If you’re curious what people really liked, we can say that by far, the pot pie and cake took home the top mentions from the crowd. Everyone loves pot pie. It screams ‘home’, and we’re just sliding into the fall season, so it’s the best time to eat them. We’ll have to make it again and share the recipe because we know you’ll just die when you eat it! We think the bacon puffs took people by surprise because they do combine really bold flavors–salty bacon, sweet apples and pomegranate glaze and strong cheese. Corina did not have gorgonzola cheese in house, which is what we’ve used before, so she suggested a variety of blue cheese. We actually liked how it worked, but perhaps blue cheese is too strong for some people. To us, it was a nice substitution. We even had a friend who does not like blue cheese say that the appetizer was a delicious surprise to her. By the end of the night, we’d placed somewhere between 25 and 30 orders from our menu, so it was definitely a success in our book.
Throughout this whole process we were happy and honestly stunned to see the efforts the staff and Corina made to maintain the integrity of our recipes. We were asked repeatedly if everything looked, tasted, smelled and felt as planned. Suggestions were made when necessary, but they were exactly that–suggestions. Never did we feel belittled, nor were we told how we should do something. The menu was our own, and in that respect, we felt like it was a little slice of time to shine. It was comforting to see every person there, staff and customers, genuinely invested and interested in our experience. We learned countless things that day, but a few highlights stand out more than others. We learned better ways to hold our knifes. We know that salt, lemon juice and olive oil make an easy and tasty salad dressing. We have stashed away a new recipe to cook whole fish–head and all–in a salt bake. We saw that a slab of butter really does make all the difference. We’ve reaffirmed that teamwork is key. We’ve once again confirmed that you don’t have to be a real chef to cook like one.

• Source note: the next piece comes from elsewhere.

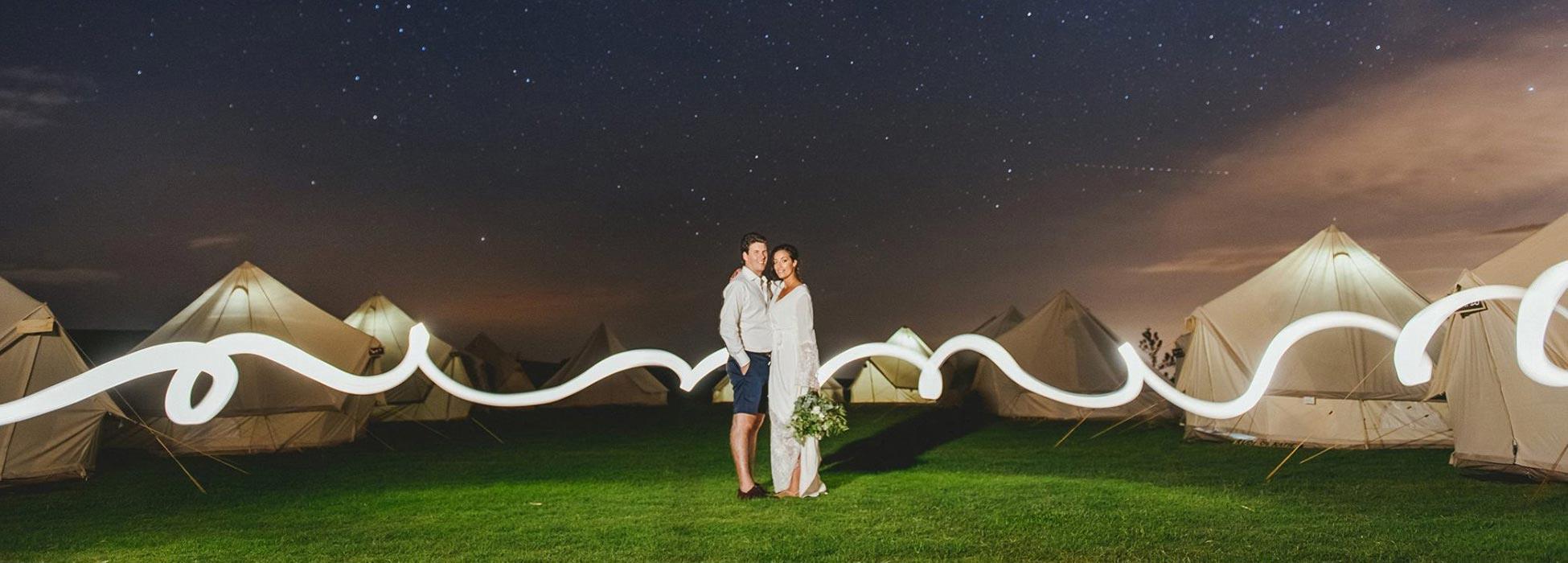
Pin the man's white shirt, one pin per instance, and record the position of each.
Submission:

Our shift ended around 9:30 pm when Chef Corina said we should take a seat and have dinner. We took a seat at a booth and ate the same meal we’d help serve to people earlier in the night. We were tired. Oh so tired. You could read it in our faces. At the same time, we were definitely happy to have had the opportunity to work behind the line and see how things operate in a true restaurant kitchen. Our biggest thanks go out to Chef Corina, Jane, David, B.J., Gregory, Megan, Ashley, Anna, Marta, Laura and Cesar for their guidance and patience. And letting us become a chef for a day!